Fue a partir del descubrimiento de la persona de Enrique Nácher por parte de Manuel González cuando se empezaron a dar a conocer sus obras relacionadas con las Islas. Primero con Cerco de Arena, cuya primera publicación se produjo en 1961 y después fue reeditada en 1998 por el Cabildo de Fuerteventura. Este texto relata la historia de una joven maestra zaragozana que en su primer destino es destinada a Morro Jable, un desierto donde los lugareños viven pendientes de que la lluvia haga acto de aparición para evitar abandonar sus tierras. Para Ernesto Gil López, profesor ya retirado de Filología Española en la Universidad de La Laguna, "Cerco de Arena es a Fuerteventura lo que Mararía es a Lanzarote". "Es una novela documental, basada en hechos reales, con una calidad literaria bastante buena", añade.

De obligada lectura

Los siguientes actos llegaron en torno a Guanche, otra novela publicada en 1957 y reeditada en 1999 por Centro de la Cultura Popular Canaria con la colaboración del Gobierno de Canarias, Ayuntamiento de Arucas y el Ayuntamiento de Ingenio. Con esta obra, en la que narra las relaciones de los caciques que dominan las plantaciones de plataneras del norte de Gran Canaria con los jornaleros que viven en la miseria, Nácher consigue el premio Pérez Galdós en 1956. "He aquí uno de los textos cimeros de la literatura canaria contemporánea que, sin embargo, salvo unos pocos iniciados, casi todos los canarios desconocen", escribió el periodista, poeta y narrador Alfonso O'Shanahan en uno de los prólogos de la segunda edición. Yeray Rodríguez, profesor de Literatura Canaria de la Universidad de Las Palmas de Gran Canaria, opina que es "interesantísima" y "muy poco conocida". "Debería de ser de obligada lectura como otros libros que, por desgracia, han pasado desapercibidos". Y también hace mención a Mararía: "Guanche aporta una atmósfera similar, en una época oscura que los escritores pretenden alumbrar con sus textos". Rodríguez afirma que la obra refleja una sociedad canaria que, más de medio siglo después, apenas ha cambiado. "Esa actitud temerosa, miedosa que describe con los caciques, sigue siendo una realidad; seguimos siendo un territorio asustadizo, temeroso, que prefiere el silencio, prefiere no verse la cara en el espejo".

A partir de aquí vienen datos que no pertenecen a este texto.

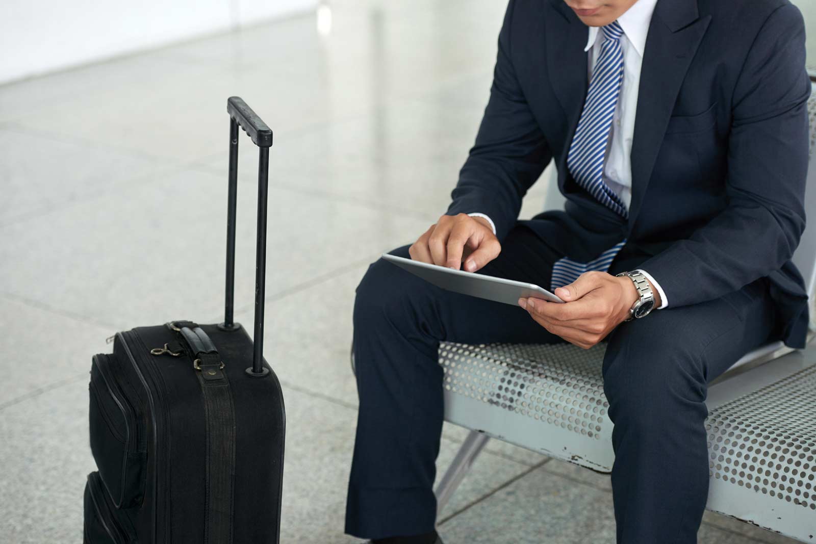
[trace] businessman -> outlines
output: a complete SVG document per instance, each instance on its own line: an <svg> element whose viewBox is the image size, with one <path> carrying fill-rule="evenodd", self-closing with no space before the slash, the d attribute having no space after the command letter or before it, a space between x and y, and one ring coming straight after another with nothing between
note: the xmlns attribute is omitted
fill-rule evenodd
<svg viewBox="0 0 816 544"><path fill-rule="evenodd" d="M346 532L441 542L440 341L604 341L618 542L695 542L707 383L771 338L804 347L791 257L809 93L787 0L510 0L453 201L393 253L548 285L566 302L513 307L369 268L354 306ZM519 221L551 160L564 210Z"/></svg>

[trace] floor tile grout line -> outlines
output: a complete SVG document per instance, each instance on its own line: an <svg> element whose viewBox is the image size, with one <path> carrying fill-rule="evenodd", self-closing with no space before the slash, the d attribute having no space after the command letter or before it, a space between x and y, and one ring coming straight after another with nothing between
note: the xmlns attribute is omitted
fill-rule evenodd
<svg viewBox="0 0 816 544"><path fill-rule="evenodd" d="M450 521L450 520L452 520L455 516L459 515L459 514L464 512L467 510L469 510L472 506L475 506L476 505L477 505L478 503L480 503L482 501L486 500L486 498L488 498L490 497L492 497L495 493L497 493L499 491L501 491L502 489L507 488L508 485L511 485L512 484L514 484L515 482L518 481L519 480L521 480L524 476L527 475L528 474L530 474L534 471L541 468L542 467L543 467L544 465L546 465L548 462L549 462L552 460L552 458L547 458L546 459L543 459L543 461L540 461L539 462L536 463L535 465L533 465L532 467L528 467L526 470L523 471L520 474L516 475L515 476L513 476L510 480L507 480L506 482L504 482L503 484L502 484L499 487L497 487L497 488L490 490L490 492L485 493L484 495L482 495L481 497L478 498L477 499L476 499L476 500L469 502L468 504L465 505L464 506L463 506L462 508L459 509L455 512L450 514L450 515L446 515L446 516L443 517L441 520L437 520L437 527L441 527L443 524L447 523L448 521Z"/></svg>
<svg viewBox="0 0 816 544"><path fill-rule="evenodd" d="M735 537L739 537L740 538L744 538L745 540L750 540L751 542L760 542L761 544L773 544L770 541L765 540L763 538L758 538L756 537L752 537L751 535L744 534L743 533L738 533L737 531L734 531L733 529L725 527L720 527L719 525L712 524L710 521L703 521L702 524L706 525L707 527L711 527L712 529L716 529L718 531L722 531L723 533L728 533L729 534L733 534ZM751 525L751 524L746 524ZM752 525L752 526L756 527L756 525ZM761 529L761 528L757 528L757 529Z"/></svg>
<svg viewBox="0 0 816 544"><path fill-rule="evenodd" d="M143 174L141 175L138 175L134 178L127 178L119 183L122 184L131 185L133 188L135 188L135 189L141 188L144 188L145 185L159 183L160 181L162 181L161 179L153 179L149 178L153 178L153 176L166 177L167 175L171 175L173 174L178 174L180 172L185 171L187 167L188 167L187 165L183 165L183 164L166 164L161 166L157 166L156 170L152 170L149 173ZM145 183L139 184L138 182L145 182ZM104 198L105 197L115 194L116 192L121 191L122 189L128 190L124 187L118 187L115 189L114 188L109 188L107 190L103 189L102 191L91 192L86 195L83 195L81 197L73 198L72 200L67 201L64 202L61 206L43 206L39 209L35 209L28 211L24 215L20 215L16 218L12 218L11 220L6 223L0 223L0 230L3 228L7 228L8 227L11 227L24 221L28 221L29 219L41 219L42 217L50 215L51 214L60 212L65 210L69 210L70 208L78 206L79 204L86 204L88 202L93 202L100 198Z"/></svg>
<svg viewBox="0 0 816 544"><path fill-rule="evenodd" d="M34 389L33 391L29 391L29 392L25 393L24 395L20 395L20 396L15 397L13 399L7 400L7 401L5 401L3 403L0 403L0 412L2 412L2 410L6 409L7 408L10 408L11 406L14 406L15 405L18 405L18 404L23 402L24 400L28 400L29 399L32 399L33 397L39 396L40 395L42 395L44 393L47 393L48 391L54 391L55 389L59 389L60 387L61 387L63 386L66 386L66 385L70 385L72 383L75 383L76 382L78 382L82 378L88 378L88 373L87 372L83 372L82 374L77 374L77 375L75 375L75 376L73 376L72 378L64 378L64 379L57 381L57 382L52 382L51 383L49 383L47 385L42 386L42 387L38 387L37 389Z"/></svg>
<svg viewBox="0 0 816 544"><path fill-rule="evenodd" d="M133 149L131 148L124 148L118 145L111 145L110 144L104 144L102 142L98 142L93 139L89 139L84 136L78 135L67 135L64 133L60 132L47 132L44 130L40 130L36 127L32 127L29 125L22 125L19 122L14 121L7 122L3 123L4 126L0 126L0 128L3 130L9 130L10 132L16 132L18 134L25 135L28 136L35 136L37 138L43 138L51 139L53 142L58 142L60 144L69 144L78 146L91 146L95 148L99 148L100 151L109 151L122 153L122 155L129 155L133 158L141 159L143 161L152 161L157 162L165 163L165 166L171 166L175 164L185 164L189 162L189 161L180 161L178 159L171 158L168 157L164 157L162 155L153 155L151 153L145 153L140 149Z"/></svg>
<svg viewBox="0 0 816 544"><path fill-rule="evenodd" d="M585 468L585 467L582 467L582 468ZM569 480L570 481L574 482L575 484L581 484L581 485L586 485L588 487L592 488L593 489L596 489L598 491L602 491L602 492L604 492L605 493L612 493L612 490L610 489L608 489L608 488L604 488L604 487L601 487L601 486L599 486L599 485L596 485L594 484L590 484L588 481L585 481L585 480L579 480L579 479L575 478L574 476L570 476L570 475L565 475L565 474L563 474L563 473L561 473L561 472L556 472L554 471L549 470L546 467L543 467L541 470L549 474L549 475L553 475L553 476L558 476L560 478L564 478L565 480ZM586 469L586 470L590 470L590 469ZM719 529L721 531L725 531L727 533L730 533L732 534L735 534L735 535L738 535L738 536L740 536L740 537L745 537L746 538L751 538L752 540L753 540L755 542L763 542L764 544L771 544L768 541L761 540L761 539L757 539L757 538L756 538L754 537L748 537L748 536L743 535L741 533L737 533L737 532L733 531L731 529L729 529L727 528L721 527L720 525L717 525L716 524L713 524L713 523L712 523L710 521L705 521L705 520L703 520L702 523L703 524L705 524L705 525L707 525L707 526L712 527L713 529Z"/></svg>
<svg viewBox="0 0 816 544"><path fill-rule="evenodd" d="M379 255L378 257L375 257L373 259L370 256L366 256L363 259L360 259L352 263L348 263L348 264L344 264L341 267L338 267L337 268L333 268L323 274L321 274L320 276L317 276L305 281L302 281L301 283L295 284L290 287L286 287L286 289L283 289L280 291L277 291L273 294L271 294L269 296L266 298L265 300L267 303L273 303L280 301L282 299L285 299L291 294L295 294L307 289L315 287L322 283L325 283L338 275L345 274L346 272L354 270L358 267L361 267L366 264L370 264L370 263L374 262L374 260L376 260L376 259L378 258ZM241 314L243 313L244 312L249 312L253 307L255 307L254 302L251 304L246 304L240 307L236 307L234 312L235 314ZM350 338L348 345L351 346Z"/></svg>
<svg viewBox="0 0 816 544"><path fill-rule="evenodd" d="M301 386L301 385L297 385L297 384L295 384L295 383L293 383L291 382L289 382L287 380L280 380L280 383L281 383L281 386L282 387L288 387L289 389L293 389L294 391L298 391L299 393L303 393L304 395L307 395L308 396L313 396L313 397L315 397L315 398L322 399L323 400L326 400L327 402L330 402L332 404L337 405L338 406L342 406L343 408L348 408L348 409L353 410L354 412L357 412L359 409L359 408L360 408L357 405L354 405L354 404L352 404L350 402L347 402L347 401L345 401L345 400L344 400L342 399L339 399L339 398L338 398L336 396L332 396L330 395L327 395L327 394L323 393L323 392L319 391L315 391L313 389L310 389L308 387L305 387ZM442 439L444 439L446 440L448 440L449 442L452 442L454 444L461 444L463 443L463 440L459 440L458 438L455 438L455 437L453 437L453 436L449 436L446 435L444 432L441 434L441 438L442 438ZM516 458L514 457L508 455L507 453L504 453L503 452L500 452L500 451L497 451L497 450L494 450L494 449L491 449L489 447L486 447L485 448L485 451L486 453L490 453L490 455L494 455L496 457L499 457L499 458L503 458L503 459L504 459L506 461L512 461L512 462L515 462L516 464L518 464L518 465L521 465L522 467L534 467L537 464L539 464L539 463L535 463L534 465L530 465L529 462L526 462L522 461L521 459L517 459L517 458ZM549 460L549 458L548 458L547 460ZM540 463L540 462L539 462Z"/></svg>
<svg viewBox="0 0 816 544"><path fill-rule="evenodd" d="M86 317L82 314L74 313L73 312L68 312L66 310L62 310L60 308L56 308L52 306L49 306L45 303L40 302L34 299L29 299L28 297L21 296L16 293L9 293L8 291L0 291L0 298L6 299L7 300L11 300L20 304L25 304L27 306L31 306L37 308L42 312L47 312L48 313L52 313L62 317L73 320L85 325L92 325L96 327L100 327L103 329L108 329L110 330L115 329L117 327L115 325L108 323L106 321L98 321L94 319Z"/></svg>
<svg viewBox="0 0 816 544"><path fill-rule="evenodd" d="M213 170L215 170L215 167L210 165L194 165L192 168L196 169L197 171L205 171L207 174L212 174ZM439 215L427 211L420 211L413 208L404 208L402 206L393 206L392 204L388 204L388 202L381 202L376 200L370 200L366 198L361 198L359 196L348 195L344 196L338 192L331 192L330 191L322 191L319 189L305 189L297 185L293 185L291 184L276 182L275 175L270 176L270 187L276 187L284 188L293 192L296 192L301 195L308 195L311 197L319 197L324 198L330 201L339 201L346 204L353 204L359 206L368 210L388 210L393 211L401 214L403 216L410 216L418 219L428 219L431 221L435 221L438 219ZM452 187L453 185L451 185Z"/></svg>
<svg viewBox="0 0 816 544"><path fill-rule="evenodd" d="M357 412L359 408L357 405L347 402L345 400L343 400L342 399L338 399L337 397L331 396L330 395L326 395L326 393L322 393L319 391L314 391L313 389L309 389L308 387L304 387L300 385L296 385L286 380L279 380L279 381L281 382L282 387L292 389L294 391L298 391L299 393L303 393L304 395L306 395L308 396L312 396L317 399L322 399L323 400L330 402L338 406L342 406L343 408L348 408L348 409L353 410L354 412ZM286 399L284 399L284 400L285 400Z"/></svg>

¿Cómo es posible que un autor canario como Nácher sea tan desconocido en las Islas? Rodríguez responde que "no son textos amables, en el sentido que encara una realidad dura". "Y después, también la literatura canaria en general es bastante desconocida, son más los que hablan de los autores canarios que los que leen", poniendo como ejemplo los casos de los poetas Tomás Morales y Alonso Quesada: "Todos los conocemos, pero muy pocos los leen", sentencia.

El médico y escritor recibió el último de los homenajes en octubre de 2002. Un Nácher ya mayor, con 90 años y ya con dificultades para moverse y expresarse, acude junto a sus hijas a la llamada de los vecinos de Arucas. El motivo: una calle de Bañaderos, el barrio que le vio crecer, llevaría a partir de entonces su nombre. Y, casi un siglo después de su natalicio, el destino propició que pudiera pisar la tierra que le vio nacer antes para despedirse de ella. El 28 de noviembre de ese mismo año, sólo 35 días después del homenaje, fallecía en Valencia.

Desde entonces su luz se apagó y también el de sus obras. La esquela en el Levante - EMV es la única reseña de aquel día. Incluso su fallecimiento coge hoy en día por sorpresa a algunos. "Por la edad me imagino que estará muerto", apunta Ernesto Gil, que reconoce que tuvo dificultades para documentarse sobre la vida de Nácher. Pero Manolo González quiere que su legado esté al alcance de todos los canarios. Entre su proyecto está exponer las fotografías que tomó el escritor grancanario durante su viaje por las Islas en 1957 para después entregar todo el material fotográfico que tiene en su posesión a algún fondo público para que la figura de Nácher, ahora sí, sea inmortal.